Sugarloaf MCDs and TPQs
Phase | MCD | BlueMCD | TPQ | TPQ90 | TPQ95 | Total Count |
---|---|---|---|---|---|---|
P01 | 1790.8 | 1792.4 | 1820 | 1820 | 1775 | 160 |
P02 | 1845.0 | 1820.8 | 1830 | 1820 | 1820 | 480 |
Sugarloaf Harris Matrix
The Harris Matrix summarizes stratigraphic relationships among excavated contexts and groups of contexts that excavators and DAACS staff have identified as part of the same stratigraphic group. Stratigraphic groups and contexts are represented as boxes, while lines connecting them represent temporal relationships implied by the site’s stratification, as recorded by the site’s excavators (Harris 1979).
Boxes with color fill represent contexts with ceramic assemblages large enough to be included in the DAACS seriation of the site. Their seriation-based phase assignments are denoted by different colors to facilitate evaluation of the agreement between the stratigraphic and seriation chronologies. Grey boxes represent contexts that were not included in the seriation because of small ceramic samples.

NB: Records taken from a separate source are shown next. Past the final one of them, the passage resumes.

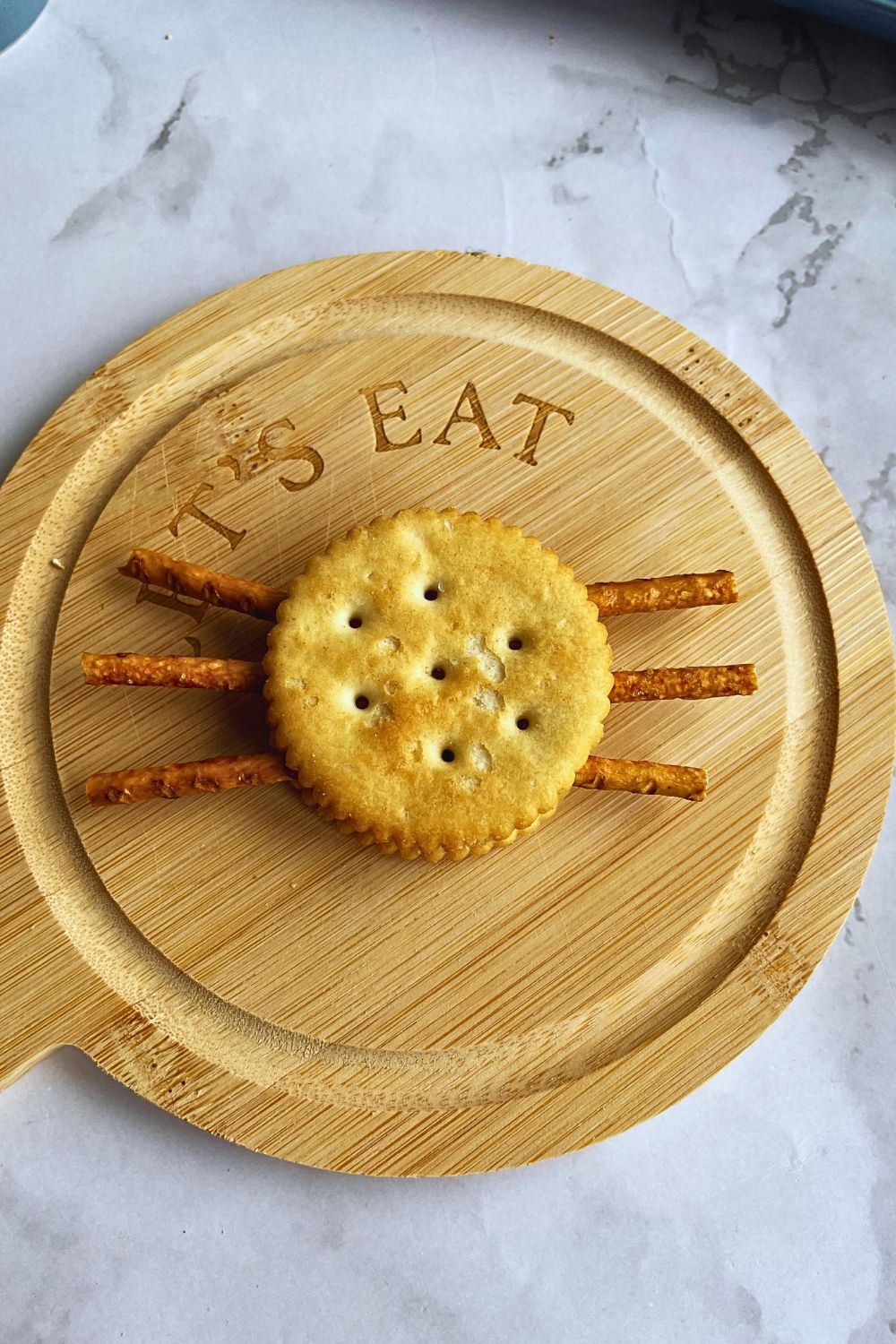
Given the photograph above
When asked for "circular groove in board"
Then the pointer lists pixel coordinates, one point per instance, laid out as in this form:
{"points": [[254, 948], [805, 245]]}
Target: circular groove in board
{"points": [[538, 1012]]}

See the Sugarloaf Chronology page for stratigraphic and phase information. Please note that some of the contexts present in the chronology analysis are not visualized on the Harris Matrix. The contexts that are not included do not have any stratigraphic relationships with other contexts. The lack of relationships can occur for a few reasons but two common examples are 1) the artifacts are from a surface collection, which is entered into DAACS as a context but does not have recorded relationships to other contexts that are below it; 2) in cases where topsoil and plowzone are stripped and discarded, there may be features below the plowzone that are comprised of a single context. Since the plowzone does not exist as a documented context with artifacts, it cannot seal the single-context feature. DAACS also does not record subsoil as a context, so there is nothing for that single context feature to intrude or seal.
This Harris Matrix is based on data on stratigraphic relationships recorded among contexts in the DAACS database. It was drawn with the ArchEd application. See http://www.ads.tuwien.ac.at/arched/index.html.
For a printable version, download the Harris Matrix [0.25 MB PDF]
Harris, Edward C.
1979 Principles of Archaeological Stratigraphy. Academic Press, London, England.